The Justice Secretary was joined at the site by council leaders and senior representatives from Kier – who were awarded a £253 million contract earlier this year for the design and construction of the new prison.
The 1,680-place category C jail is a major element of the Government’s bold strategy to create a modern, efficient prison estate that is fit for the future.
The prison is expected to open in 2021 and will be built on the site of the previous HMP Wellingborough, which closed in 2012.
Speaking at the event, the Justice Secretary told attendees that HMP Wellingborough will provide a major boost to the local economy – creating 100 new jobs and 50 apprenticeships, with a target of at least 25% of jobs being filled by ex-offenders. Once the jail becomes operational, hundreds of additional new jobs will be created in the prison.
Justice Secretary, Rt Hon Robert Buckland QC MP, said:
Modern and efficient jails are at the heart of the Government’s plan to create a justice system that protects law-abiding citizens and cuts crime.
The new prison at Wellingborough will create and support hundreds of jobs, both during construction and afterwards, and will be a major boost to the local economy.
The prison will also provide a better environment to rehabilitate offenders and ultimately keep the public safer.
The new jail at Wellingborough will provide almost half of the 3,500 new prison places that are already being delivered – with construction of a further prison at Glen Parva in Leicestershire, due to start in 2020, while a new houseblock at HMP Stocken in Rutland, opened in June.
The Prime Minister also announced last month that the Government will invest £2.5 billion to transform the estate further, creating an additional 10,000 new places that will boost rehabilitation and cut reoffending.
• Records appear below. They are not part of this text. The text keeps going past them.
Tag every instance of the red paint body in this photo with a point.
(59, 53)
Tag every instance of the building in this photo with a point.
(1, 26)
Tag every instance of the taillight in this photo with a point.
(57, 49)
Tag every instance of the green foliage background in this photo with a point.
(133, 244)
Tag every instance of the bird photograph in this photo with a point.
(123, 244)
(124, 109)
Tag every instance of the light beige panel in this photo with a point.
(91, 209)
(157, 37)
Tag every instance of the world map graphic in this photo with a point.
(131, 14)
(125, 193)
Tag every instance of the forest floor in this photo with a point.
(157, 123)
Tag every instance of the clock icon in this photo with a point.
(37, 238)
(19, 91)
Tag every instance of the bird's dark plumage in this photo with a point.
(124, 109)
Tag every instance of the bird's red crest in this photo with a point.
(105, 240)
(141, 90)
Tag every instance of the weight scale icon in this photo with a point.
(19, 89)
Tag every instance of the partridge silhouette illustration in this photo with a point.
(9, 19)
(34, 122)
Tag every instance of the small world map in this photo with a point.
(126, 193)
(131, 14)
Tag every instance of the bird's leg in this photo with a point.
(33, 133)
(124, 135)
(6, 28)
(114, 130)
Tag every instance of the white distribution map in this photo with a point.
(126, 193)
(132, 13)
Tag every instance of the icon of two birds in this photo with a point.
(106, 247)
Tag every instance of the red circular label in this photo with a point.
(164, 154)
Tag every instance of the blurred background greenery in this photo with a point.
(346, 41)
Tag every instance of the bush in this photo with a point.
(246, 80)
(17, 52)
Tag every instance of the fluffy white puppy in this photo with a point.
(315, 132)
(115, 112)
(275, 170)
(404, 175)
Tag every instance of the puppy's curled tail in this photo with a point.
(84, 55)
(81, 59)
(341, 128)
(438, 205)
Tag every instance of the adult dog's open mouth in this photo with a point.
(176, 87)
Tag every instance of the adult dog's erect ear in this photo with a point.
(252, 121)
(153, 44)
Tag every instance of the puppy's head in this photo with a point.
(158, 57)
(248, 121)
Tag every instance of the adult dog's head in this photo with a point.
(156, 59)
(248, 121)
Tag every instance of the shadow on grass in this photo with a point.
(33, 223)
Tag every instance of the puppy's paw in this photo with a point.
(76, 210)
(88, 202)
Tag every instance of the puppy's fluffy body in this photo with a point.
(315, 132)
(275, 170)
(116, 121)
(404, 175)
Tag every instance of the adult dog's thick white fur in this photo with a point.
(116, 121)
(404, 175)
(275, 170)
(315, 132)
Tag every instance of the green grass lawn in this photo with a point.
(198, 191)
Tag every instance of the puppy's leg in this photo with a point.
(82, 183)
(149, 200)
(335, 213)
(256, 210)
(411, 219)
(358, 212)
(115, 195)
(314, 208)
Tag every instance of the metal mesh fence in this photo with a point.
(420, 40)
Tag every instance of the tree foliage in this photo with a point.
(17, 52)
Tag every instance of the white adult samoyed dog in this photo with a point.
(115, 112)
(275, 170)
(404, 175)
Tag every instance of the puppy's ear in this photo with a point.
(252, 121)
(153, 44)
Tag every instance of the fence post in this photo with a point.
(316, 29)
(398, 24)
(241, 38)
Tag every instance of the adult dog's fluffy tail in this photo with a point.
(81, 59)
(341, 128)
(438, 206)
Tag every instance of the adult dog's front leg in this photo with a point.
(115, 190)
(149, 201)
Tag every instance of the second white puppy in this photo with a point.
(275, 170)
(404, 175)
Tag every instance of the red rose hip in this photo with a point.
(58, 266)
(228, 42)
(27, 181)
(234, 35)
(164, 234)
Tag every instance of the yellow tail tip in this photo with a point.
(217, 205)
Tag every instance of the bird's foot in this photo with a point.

Outline planning permission for a new 1,440-place prison at Full Sutton was granted last week.
The funding will also be used to bring previously decommissioned prison places back into use through extensive refurbishment and maintenance work.
This comes alongside an investment of £100 million to bolster security and stability in prisons, in addition to £70 million committed previously.
This will fund tough airport-style security, including X-ray scanners and metal detectors, across the prison estate to clamp down on the drugs, weapons and mobile phones that increase the risk to our officers and hinder rehabilitation.